The most important commodity in a plant is not the machinery, but rather it’s the employees. A safe and healthy work environment positively influences employee morale, health and productivity. If you invest in safety from the beginning, your company will save money in the long run. Work-related injury and illness can be costly.
OSHA reported 860,000 cases of job-related injury and illness in 2006, resulting in 5,700 deaths. These injuries can be extremely costly, not only for the injured employee, but also for the companies. OSHA estimates that businesses spend $170 billion a year on costs associated with occupational injuries and illness.
Safety doesn’t have to be complicated, confusing or costly. Here are five steps you can take to keep employees safe and costs down.
1.) Join a standards committee.
Joining a standards committee gives you first-hand knowledge of the newest regulations and legislation. Staying up-to-date gives you time to update safety measures, saving you time and money in the process.
To find out about committees, approach a standards organization and ask how to get involved. You can also search their website for available committees.
2.) Join an organization that provides trade shows and seminars.
By joining an organization that provides trade shows and seminars, you expand your knowledge base and mindshare. Trade shows and seminars are great opportunities to not only learn about new standard, but also to see new technologies available to help you meet those standards.
Networking at these events also gives you the chance to utilize colleagues as sounding boards for issues or problems you may have with safety. In addition to organizations in your industry, check out insurance companies that handle workers’ compensation insurance. Quite often they will have safety information, as well as employer education seminars.
3.) Create an internal safety committee.
An internal safety committee is a great way to enforce safety regulations. Schedule monthly assessments of machinery and procedures to ensure that employees are performing duties in a safe manner. Monthly assessments also give you the opportunity to be proactive in solving issues before they become emergencies. To make the most out of your safety committee, consider sending members for training and further education regarding safety standards and regulations. Between trade organizations and government entities, it should be fairly easy to find a program that suits your needs. OSHA offers training and education either through the OSHA Training Institute (OTI) or through the OSHA Outreach Training Program.
4.) Benchmark another company that has a good safety history.

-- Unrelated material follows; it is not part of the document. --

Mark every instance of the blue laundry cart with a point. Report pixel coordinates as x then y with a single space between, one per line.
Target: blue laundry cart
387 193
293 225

By benchmarking a leader in safety, you can assess your current safety policies and measures to ensure they line up with a company that has a proven track record with safety. Benchmarking allows you to see how other companies have handled similar situations and follow their lead. To find a company to benchmark, look for companies that have been recognized by OSHA as a Star site, the highest level of performance in OSHA’s Voluntary Protection Programs.
5.) Schedule a plant and risk assessment with an outside safety company.
Companies that perform plant and risk assessments are experts in safety. They have knowledge of the newest standards and what steps need to be taken to implement the latest regulations. When a risk assessment is performed, a documented physical examination and inspection of either a single machine or an entire plant is carried out under the guidelines of applicable national and/or international standards. Safety improvement on existing machines can be prioritized and implemented based on known risks, thereby extending the working life of the machine. Early identification of hazards on new machines will save time and money by facilitating the integration of appropriate safety measures.
A typical risk assessment includes:
- Identification of applicable standards, regulations and best industry practices.
- Statement of machine limits.
- Examination of all hazards throughout the relevant machinery lifecycle phases.
- Estimation and evaluation of risk.
- Recommended approach for risk reduction.